Dan was to serve in the diocese for a further twelve years. During this time he was closely associated with Oro, Osi, Eruku, Ayedun, Ekan, Aran-Orin and Itale - all in the south of Kwara State. He also served in Akure, the headquarters of the diocese. Dan was a big strong man physically and this was equalled by his enthusiasm for missionary work. His activities included the sacramental and pastoral duties of a parish priest, also the managing of mission schools, and finally the building of schools, churches, mission residences and other vital institutions. Most of Dan's buildings are still in use - he built some 20 churches, the nurses home at Ado-Ekiti hospital, the diocesan seminary at Akure, and countless schools and clinics. His natural flair for building was supplemented by learned technical skills of a high calibre. He is on record as saying that the church which gave him the greatest satisfaction was the one he built at Owo in 1971; while his most formidable challenge was building the nurses home at Ado-Ekiti in 1964-65.

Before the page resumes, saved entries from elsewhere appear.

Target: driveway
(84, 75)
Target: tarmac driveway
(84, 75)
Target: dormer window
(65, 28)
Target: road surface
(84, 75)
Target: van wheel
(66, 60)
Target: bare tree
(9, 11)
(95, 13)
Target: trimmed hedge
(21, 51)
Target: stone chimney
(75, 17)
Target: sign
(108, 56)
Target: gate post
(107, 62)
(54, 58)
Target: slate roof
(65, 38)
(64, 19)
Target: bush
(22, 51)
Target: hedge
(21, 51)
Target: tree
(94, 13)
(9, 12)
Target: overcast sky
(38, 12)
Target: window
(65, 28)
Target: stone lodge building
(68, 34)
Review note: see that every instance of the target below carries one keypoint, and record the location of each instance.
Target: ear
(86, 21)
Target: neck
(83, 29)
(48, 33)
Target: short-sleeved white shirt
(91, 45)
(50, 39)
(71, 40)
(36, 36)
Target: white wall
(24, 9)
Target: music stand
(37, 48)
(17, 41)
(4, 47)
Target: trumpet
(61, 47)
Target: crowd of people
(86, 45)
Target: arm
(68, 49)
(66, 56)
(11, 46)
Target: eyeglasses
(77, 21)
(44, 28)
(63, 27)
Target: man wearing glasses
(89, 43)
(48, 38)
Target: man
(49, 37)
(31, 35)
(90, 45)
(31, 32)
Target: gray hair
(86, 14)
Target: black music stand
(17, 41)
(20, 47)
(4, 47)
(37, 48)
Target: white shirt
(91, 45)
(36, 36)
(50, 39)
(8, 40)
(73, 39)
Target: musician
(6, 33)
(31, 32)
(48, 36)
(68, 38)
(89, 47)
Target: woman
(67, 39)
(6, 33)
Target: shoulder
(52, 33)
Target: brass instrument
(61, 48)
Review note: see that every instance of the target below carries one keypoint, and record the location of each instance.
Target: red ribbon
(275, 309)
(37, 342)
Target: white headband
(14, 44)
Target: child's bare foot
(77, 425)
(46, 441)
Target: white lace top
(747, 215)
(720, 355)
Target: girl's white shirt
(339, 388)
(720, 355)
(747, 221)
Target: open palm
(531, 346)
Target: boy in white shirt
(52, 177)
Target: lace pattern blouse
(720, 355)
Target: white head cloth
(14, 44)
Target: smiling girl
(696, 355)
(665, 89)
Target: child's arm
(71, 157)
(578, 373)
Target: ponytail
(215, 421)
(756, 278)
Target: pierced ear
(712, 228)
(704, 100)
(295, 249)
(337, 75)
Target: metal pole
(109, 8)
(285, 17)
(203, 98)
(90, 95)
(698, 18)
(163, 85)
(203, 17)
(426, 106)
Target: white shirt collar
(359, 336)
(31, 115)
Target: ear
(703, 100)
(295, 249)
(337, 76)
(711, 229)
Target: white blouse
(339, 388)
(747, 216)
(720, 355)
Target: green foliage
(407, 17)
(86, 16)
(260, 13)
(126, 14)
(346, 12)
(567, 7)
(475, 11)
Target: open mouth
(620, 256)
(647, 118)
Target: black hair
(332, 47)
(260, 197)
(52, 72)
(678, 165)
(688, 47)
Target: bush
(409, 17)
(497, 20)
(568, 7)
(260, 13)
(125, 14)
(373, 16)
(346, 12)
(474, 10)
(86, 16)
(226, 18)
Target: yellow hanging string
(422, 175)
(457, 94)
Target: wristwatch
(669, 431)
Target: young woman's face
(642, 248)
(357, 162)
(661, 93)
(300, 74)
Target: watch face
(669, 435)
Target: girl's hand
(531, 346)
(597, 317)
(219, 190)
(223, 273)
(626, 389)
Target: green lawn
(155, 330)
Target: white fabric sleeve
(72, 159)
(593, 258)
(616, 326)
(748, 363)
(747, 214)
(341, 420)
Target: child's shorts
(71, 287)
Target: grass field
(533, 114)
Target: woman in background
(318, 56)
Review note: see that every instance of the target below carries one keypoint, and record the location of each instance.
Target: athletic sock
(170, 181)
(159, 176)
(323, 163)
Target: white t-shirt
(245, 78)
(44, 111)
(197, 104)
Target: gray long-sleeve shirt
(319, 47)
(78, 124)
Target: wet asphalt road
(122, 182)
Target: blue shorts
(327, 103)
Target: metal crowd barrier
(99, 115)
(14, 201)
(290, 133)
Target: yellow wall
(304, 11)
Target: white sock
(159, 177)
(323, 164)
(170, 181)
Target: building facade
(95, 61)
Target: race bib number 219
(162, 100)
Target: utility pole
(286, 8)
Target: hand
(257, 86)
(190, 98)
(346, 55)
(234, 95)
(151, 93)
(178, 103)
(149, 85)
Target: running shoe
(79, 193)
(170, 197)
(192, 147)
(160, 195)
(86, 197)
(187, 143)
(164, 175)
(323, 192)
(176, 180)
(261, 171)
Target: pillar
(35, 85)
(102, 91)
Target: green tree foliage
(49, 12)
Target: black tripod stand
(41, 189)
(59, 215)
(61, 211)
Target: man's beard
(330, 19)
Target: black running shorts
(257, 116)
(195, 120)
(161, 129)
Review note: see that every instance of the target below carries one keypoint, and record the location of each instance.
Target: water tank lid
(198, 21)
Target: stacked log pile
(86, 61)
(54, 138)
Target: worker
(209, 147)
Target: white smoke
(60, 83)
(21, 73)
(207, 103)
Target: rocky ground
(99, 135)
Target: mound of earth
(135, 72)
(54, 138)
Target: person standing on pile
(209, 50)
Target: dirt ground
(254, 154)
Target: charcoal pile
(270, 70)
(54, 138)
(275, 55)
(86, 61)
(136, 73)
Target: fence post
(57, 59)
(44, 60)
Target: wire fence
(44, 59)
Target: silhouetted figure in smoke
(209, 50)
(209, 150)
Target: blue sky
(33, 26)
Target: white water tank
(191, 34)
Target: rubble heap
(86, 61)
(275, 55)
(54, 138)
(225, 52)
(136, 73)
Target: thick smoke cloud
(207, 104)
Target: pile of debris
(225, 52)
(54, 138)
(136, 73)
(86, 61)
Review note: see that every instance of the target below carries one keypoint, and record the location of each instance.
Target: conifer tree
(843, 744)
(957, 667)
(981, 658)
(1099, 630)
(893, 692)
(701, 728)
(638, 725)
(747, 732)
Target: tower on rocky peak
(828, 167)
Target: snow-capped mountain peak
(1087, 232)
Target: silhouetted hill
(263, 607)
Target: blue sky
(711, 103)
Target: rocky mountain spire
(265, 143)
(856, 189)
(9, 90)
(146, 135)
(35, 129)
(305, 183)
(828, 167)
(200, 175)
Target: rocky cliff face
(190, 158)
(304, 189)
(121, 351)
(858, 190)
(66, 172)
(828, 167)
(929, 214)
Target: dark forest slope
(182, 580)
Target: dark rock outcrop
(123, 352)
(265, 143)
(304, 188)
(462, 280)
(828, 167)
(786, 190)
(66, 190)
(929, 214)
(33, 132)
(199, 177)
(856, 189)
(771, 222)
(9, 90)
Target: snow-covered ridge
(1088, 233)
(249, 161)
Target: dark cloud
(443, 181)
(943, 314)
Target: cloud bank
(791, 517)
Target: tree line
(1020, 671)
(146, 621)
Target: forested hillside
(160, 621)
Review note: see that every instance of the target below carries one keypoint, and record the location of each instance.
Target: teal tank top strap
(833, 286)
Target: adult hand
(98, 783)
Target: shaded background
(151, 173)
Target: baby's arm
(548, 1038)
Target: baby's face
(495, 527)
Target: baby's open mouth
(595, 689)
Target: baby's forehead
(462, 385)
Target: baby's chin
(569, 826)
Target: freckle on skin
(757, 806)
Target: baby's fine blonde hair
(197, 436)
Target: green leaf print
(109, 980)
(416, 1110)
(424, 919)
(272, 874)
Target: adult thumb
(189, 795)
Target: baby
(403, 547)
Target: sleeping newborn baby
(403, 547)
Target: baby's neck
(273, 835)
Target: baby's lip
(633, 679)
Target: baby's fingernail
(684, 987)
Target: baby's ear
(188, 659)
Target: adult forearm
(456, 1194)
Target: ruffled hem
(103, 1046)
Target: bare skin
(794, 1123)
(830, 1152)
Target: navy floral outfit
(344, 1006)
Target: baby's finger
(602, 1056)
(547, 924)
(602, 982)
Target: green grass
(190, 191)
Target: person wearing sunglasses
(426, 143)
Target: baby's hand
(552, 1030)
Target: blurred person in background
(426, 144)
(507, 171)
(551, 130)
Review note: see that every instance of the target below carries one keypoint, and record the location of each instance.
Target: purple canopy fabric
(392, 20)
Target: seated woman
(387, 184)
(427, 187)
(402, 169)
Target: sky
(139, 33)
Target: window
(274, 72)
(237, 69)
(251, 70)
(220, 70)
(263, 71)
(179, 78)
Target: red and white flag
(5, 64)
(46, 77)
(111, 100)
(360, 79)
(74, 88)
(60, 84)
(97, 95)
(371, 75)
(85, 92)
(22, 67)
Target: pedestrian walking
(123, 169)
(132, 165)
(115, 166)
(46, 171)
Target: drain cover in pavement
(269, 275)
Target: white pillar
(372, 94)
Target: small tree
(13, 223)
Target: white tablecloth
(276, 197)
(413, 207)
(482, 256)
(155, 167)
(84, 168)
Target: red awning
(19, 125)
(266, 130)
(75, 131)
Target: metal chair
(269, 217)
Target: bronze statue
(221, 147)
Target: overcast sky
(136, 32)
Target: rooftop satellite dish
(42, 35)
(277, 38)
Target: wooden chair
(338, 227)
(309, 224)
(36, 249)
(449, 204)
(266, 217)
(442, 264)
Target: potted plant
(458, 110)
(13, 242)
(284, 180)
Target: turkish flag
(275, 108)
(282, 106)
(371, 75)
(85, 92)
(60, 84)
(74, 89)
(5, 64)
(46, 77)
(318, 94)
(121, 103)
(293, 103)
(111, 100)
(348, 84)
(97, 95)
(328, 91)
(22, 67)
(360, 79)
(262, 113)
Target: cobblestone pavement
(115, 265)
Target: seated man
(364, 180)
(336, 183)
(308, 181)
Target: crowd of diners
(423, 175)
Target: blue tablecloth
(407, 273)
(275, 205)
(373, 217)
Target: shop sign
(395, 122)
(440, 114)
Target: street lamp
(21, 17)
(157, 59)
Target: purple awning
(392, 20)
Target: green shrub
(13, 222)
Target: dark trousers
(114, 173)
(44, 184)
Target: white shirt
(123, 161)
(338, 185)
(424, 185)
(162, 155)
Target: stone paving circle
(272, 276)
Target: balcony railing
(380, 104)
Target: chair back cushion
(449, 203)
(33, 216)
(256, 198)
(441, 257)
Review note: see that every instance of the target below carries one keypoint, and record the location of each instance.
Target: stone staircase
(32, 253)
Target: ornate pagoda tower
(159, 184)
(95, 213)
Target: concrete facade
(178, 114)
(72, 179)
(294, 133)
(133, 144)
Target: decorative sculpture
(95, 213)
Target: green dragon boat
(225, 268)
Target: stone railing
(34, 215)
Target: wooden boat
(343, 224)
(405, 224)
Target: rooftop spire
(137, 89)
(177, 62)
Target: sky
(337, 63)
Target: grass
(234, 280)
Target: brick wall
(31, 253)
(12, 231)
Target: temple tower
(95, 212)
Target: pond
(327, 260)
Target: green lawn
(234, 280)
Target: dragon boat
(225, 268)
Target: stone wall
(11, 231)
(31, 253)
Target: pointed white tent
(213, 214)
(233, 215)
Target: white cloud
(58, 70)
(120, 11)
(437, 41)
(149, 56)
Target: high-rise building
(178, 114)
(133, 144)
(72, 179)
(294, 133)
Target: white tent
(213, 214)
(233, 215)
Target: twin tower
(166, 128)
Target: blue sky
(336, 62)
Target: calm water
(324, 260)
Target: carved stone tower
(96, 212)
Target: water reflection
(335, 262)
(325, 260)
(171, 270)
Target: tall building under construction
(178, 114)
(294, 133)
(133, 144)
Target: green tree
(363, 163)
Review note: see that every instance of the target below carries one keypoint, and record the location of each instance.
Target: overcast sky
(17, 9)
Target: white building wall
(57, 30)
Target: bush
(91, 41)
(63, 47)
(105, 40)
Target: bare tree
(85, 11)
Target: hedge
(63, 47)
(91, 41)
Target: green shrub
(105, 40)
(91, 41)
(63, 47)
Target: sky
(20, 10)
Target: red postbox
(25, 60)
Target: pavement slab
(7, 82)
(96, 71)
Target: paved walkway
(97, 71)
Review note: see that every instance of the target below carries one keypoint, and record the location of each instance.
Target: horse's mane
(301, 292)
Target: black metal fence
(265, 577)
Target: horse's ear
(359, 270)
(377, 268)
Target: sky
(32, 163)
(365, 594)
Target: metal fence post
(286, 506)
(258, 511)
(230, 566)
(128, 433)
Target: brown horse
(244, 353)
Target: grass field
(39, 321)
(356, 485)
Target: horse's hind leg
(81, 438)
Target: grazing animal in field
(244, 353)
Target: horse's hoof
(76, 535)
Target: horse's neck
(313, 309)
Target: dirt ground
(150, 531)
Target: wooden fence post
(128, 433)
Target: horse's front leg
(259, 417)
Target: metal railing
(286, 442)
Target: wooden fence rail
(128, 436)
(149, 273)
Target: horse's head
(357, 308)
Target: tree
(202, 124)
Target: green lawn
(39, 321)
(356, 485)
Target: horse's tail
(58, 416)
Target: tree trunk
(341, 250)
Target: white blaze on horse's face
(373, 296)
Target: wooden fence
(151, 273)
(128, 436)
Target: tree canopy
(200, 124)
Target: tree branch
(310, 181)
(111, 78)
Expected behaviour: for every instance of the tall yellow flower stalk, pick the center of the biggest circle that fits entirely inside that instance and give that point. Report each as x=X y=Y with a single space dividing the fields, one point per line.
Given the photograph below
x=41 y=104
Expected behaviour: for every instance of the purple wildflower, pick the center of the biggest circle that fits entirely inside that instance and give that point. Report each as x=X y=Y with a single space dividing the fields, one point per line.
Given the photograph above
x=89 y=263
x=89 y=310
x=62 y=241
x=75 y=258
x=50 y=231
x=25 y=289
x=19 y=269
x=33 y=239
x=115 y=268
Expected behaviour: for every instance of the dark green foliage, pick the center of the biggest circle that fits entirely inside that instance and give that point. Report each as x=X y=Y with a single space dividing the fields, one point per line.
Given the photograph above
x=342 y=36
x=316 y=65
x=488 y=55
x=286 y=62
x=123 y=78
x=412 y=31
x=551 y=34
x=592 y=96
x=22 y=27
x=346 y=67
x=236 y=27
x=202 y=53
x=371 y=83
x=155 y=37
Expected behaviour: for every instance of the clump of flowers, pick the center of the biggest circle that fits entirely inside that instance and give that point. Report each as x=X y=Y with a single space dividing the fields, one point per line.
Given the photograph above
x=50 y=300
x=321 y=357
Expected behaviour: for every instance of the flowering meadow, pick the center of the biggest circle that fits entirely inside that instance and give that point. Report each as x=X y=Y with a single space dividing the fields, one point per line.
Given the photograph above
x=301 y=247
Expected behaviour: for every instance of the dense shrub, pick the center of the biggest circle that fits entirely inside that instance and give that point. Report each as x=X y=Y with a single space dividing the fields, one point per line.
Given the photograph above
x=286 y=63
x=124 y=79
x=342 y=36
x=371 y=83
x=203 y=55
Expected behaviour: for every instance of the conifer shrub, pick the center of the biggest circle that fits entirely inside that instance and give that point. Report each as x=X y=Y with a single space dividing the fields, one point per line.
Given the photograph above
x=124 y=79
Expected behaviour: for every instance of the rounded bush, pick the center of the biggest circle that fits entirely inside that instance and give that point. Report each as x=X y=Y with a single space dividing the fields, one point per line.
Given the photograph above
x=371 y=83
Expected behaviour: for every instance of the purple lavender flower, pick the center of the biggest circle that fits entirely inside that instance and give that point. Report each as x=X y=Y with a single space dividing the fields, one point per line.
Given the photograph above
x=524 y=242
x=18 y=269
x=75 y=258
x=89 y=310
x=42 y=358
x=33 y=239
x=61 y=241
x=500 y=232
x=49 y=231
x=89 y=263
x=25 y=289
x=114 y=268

Shortly after he welcomed his nephew to Nigeria (Dan M. McCauley S.M.A.) in September 1971, Dan fell ill. He returned to Ireland in the following May. During his convalescence he helped out at week-ends in Derry diocese. Then in 1974 he was able to take up an appointment in Raphoe diocese, ministering in Drumkeen parish, Ballybofey, Co Donegal (only 7 miles from his home and where the parochial house had been built by his grandfather in 1886) until he was again invalided in February 1977. In 1979, after two years with his family, Dan retired to Dromantine, returning to Strabane in 1985 to live with his family. A year later he entered St. Mary's nursing home, The Colman Fold, Melmount Rose Rd., Strabane (near his home), where he had a flat. Dan's funeral Mass took place in St. Columba's church, Doneyloop parish.

He is buried beside St. Columba's church, in Doneyloop cemetery, Castlefin, Co Donegal.